# SS316 Coil Help



## 0FTG0 (24/6/16)

So i have been vaping for a while now and want to move on to something a little different.

I have 28g SS316L wire and want to make a single coil build that i can use on Tem mode on my cuboid.

I could really use some advise on how to use the temp mode properly and how to build my coil appropriately (i tried to make a single coil build and it melted. Literally)

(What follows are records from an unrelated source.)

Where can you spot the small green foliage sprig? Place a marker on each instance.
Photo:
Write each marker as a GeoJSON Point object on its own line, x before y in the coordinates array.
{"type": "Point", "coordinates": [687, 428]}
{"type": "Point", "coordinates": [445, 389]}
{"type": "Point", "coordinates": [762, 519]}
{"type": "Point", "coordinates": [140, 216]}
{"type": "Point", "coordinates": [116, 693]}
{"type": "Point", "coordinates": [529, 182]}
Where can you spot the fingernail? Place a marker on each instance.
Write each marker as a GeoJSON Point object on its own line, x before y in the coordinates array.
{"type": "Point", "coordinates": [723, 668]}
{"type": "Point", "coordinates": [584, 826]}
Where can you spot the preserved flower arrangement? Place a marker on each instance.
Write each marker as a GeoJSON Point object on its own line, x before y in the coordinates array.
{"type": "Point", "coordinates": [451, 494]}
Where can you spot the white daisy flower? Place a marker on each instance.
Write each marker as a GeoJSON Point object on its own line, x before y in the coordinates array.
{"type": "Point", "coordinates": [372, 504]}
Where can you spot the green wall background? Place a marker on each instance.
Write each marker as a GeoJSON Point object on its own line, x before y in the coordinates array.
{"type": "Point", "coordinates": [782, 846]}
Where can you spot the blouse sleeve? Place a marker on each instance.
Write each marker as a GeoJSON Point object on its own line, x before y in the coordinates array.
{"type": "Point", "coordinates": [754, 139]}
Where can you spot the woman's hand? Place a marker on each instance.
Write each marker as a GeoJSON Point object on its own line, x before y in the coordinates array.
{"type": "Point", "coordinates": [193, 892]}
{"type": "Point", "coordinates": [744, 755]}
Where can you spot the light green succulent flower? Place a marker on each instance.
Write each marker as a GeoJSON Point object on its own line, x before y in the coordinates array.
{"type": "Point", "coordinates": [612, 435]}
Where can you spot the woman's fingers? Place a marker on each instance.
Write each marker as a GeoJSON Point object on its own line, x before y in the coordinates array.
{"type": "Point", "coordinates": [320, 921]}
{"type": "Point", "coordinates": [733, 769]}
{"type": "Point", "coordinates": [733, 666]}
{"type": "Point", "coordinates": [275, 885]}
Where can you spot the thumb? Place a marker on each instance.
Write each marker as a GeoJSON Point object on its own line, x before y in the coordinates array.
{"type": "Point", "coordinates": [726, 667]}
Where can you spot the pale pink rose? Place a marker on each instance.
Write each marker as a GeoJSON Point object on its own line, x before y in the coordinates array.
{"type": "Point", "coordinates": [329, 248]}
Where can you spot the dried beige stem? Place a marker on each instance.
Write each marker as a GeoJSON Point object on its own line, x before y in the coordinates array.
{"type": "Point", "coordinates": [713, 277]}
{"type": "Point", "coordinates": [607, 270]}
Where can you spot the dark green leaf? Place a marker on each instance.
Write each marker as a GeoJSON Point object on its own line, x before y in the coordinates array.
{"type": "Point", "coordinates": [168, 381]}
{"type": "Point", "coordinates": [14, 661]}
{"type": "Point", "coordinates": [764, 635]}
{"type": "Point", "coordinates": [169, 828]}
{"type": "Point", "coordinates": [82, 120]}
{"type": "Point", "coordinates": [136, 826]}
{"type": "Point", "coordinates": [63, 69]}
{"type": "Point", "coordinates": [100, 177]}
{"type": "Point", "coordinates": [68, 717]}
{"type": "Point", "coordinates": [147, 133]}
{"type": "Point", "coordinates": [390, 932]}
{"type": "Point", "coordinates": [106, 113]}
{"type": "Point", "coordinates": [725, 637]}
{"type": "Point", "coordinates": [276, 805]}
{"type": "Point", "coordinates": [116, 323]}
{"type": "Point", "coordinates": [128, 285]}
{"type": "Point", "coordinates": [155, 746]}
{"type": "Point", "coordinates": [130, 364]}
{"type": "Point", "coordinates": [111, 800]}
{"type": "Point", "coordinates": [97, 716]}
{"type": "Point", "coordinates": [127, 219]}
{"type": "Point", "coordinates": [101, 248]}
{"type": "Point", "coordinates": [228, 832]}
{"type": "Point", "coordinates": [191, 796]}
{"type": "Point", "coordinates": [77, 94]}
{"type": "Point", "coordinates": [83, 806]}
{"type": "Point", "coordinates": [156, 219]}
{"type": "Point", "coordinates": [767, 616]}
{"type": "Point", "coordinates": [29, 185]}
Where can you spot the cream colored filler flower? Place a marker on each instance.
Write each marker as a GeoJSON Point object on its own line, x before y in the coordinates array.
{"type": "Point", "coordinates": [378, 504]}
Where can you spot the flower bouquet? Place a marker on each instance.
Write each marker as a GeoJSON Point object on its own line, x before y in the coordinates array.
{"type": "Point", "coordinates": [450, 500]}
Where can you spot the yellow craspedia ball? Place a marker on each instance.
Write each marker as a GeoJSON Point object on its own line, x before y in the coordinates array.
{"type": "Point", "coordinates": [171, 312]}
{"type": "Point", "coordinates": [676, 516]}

Any and all advise appreciated.

Reactions: Like 1


----------



## Cave Johnson (24/6/16)

Melted?
Do you have pics? And were you in wattage mode and what power?


----------



## Christos (24/6/16)

SS gets really hot. I would suggest you start at just 2.5mm ID about 7 wraps and turn start dry burning at 15W.

Reactions: Like 1 | Informative 1


----------



## therazia (24/6/16)

Having it melt is usually when you overheat it when pulsing and having it too high. I also had a similar experience.

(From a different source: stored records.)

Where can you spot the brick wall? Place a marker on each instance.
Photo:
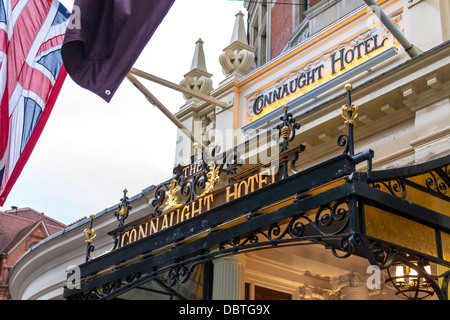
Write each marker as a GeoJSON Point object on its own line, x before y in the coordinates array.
{"type": "Point", "coordinates": [281, 28]}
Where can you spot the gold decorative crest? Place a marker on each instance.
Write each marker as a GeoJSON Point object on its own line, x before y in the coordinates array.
{"type": "Point", "coordinates": [172, 198]}
{"type": "Point", "coordinates": [213, 176]}
{"type": "Point", "coordinates": [354, 113]}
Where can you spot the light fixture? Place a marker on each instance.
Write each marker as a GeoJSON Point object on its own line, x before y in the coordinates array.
{"type": "Point", "coordinates": [407, 283]}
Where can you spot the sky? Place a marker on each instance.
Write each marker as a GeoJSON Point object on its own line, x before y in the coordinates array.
{"type": "Point", "coordinates": [91, 150]}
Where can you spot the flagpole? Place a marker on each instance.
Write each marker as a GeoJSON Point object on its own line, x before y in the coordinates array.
{"type": "Point", "coordinates": [177, 87]}
{"type": "Point", "coordinates": [153, 100]}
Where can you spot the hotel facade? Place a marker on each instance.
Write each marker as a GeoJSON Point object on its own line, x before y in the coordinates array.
{"type": "Point", "coordinates": [318, 169]}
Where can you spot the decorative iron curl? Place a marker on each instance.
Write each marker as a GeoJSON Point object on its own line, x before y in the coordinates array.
{"type": "Point", "coordinates": [436, 184]}
{"type": "Point", "coordinates": [346, 245]}
{"type": "Point", "coordinates": [395, 186]}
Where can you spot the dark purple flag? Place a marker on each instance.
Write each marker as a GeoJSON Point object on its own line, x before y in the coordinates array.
{"type": "Point", "coordinates": [102, 45]}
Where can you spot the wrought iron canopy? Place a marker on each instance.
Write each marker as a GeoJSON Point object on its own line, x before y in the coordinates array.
{"type": "Point", "coordinates": [329, 204]}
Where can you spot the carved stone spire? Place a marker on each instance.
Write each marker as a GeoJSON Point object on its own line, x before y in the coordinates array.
{"type": "Point", "coordinates": [238, 57]}
{"type": "Point", "coordinates": [198, 79]}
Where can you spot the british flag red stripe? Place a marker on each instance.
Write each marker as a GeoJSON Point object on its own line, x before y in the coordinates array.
{"type": "Point", "coordinates": [31, 76]}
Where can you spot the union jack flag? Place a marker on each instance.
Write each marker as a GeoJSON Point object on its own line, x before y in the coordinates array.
{"type": "Point", "coordinates": [31, 76]}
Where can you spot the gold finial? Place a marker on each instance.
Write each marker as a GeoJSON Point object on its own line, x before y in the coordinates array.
{"type": "Point", "coordinates": [123, 211]}
{"type": "Point", "coordinates": [285, 132]}
{"type": "Point", "coordinates": [90, 235]}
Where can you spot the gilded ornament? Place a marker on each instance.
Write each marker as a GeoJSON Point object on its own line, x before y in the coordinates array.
{"type": "Point", "coordinates": [213, 177]}
{"type": "Point", "coordinates": [354, 113]}
{"type": "Point", "coordinates": [90, 235]}
{"type": "Point", "coordinates": [172, 198]}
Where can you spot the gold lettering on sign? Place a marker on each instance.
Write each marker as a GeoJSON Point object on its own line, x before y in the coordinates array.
{"type": "Point", "coordinates": [203, 204]}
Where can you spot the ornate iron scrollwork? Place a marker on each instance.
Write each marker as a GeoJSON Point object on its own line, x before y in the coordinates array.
{"type": "Point", "coordinates": [330, 221]}
{"type": "Point", "coordinates": [395, 186]}
{"type": "Point", "coordinates": [90, 235]}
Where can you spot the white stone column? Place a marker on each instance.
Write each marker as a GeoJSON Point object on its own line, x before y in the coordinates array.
{"type": "Point", "coordinates": [352, 286]}
{"type": "Point", "coordinates": [228, 280]}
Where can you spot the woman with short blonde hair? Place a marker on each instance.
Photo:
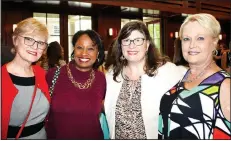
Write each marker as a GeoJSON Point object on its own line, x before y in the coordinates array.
{"type": "Point", "coordinates": [198, 107]}
{"type": "Point", "coordinates": [25, 96]}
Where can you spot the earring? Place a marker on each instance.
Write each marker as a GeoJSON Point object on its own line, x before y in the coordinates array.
{"type": "Point", "coordinates": [215, 52]}
{"type": "Point", "coordinates": [12, 50]}
{"type": "Point", "coordinates": [122, 58]}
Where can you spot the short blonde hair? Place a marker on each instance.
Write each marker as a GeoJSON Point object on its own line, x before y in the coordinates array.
{"type": "Point", "coordinates": [207, 21]}
{"type": "Point", "coordinates": [31, 25]}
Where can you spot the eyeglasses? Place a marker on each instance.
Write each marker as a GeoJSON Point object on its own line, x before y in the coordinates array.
{"type": "Point", "coordinates": [137, 41]}
{"type": "Point", "coordinates": [30, 42]}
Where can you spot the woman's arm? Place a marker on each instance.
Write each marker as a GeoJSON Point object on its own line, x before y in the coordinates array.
{"type": "Point", "coordinates": [225, 98]}
{"type": "Point", "coordinates": [224, 61]}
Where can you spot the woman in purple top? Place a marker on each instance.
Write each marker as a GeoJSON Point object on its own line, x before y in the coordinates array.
{"type": "Point", "coordinates": [79, 91]}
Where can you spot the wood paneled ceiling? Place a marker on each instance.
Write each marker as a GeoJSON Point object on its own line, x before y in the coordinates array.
{"type": "Point", "coordinates": [219, 8]}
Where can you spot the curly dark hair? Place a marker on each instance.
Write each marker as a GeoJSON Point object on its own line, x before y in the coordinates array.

What atomizer are you using?

What I usually build is an 5 wrap 2.4mm ID 0.5ohm coil. 

Quick and easy. Just keep it at like 10-15 ohms when you dry fire. 

If it melted while you were vaping it you would die of the dry hit that comes with it

Reactions: Like 2


----------



## 0FTG0 (24/6/16)

Cave Johnson said:


> Melted?
> Do you have pics? And were you in wattage mode and what power?



I normally vape on Wattage mode. 26/32 Clapton dual coil 0.4 ohm at 60W.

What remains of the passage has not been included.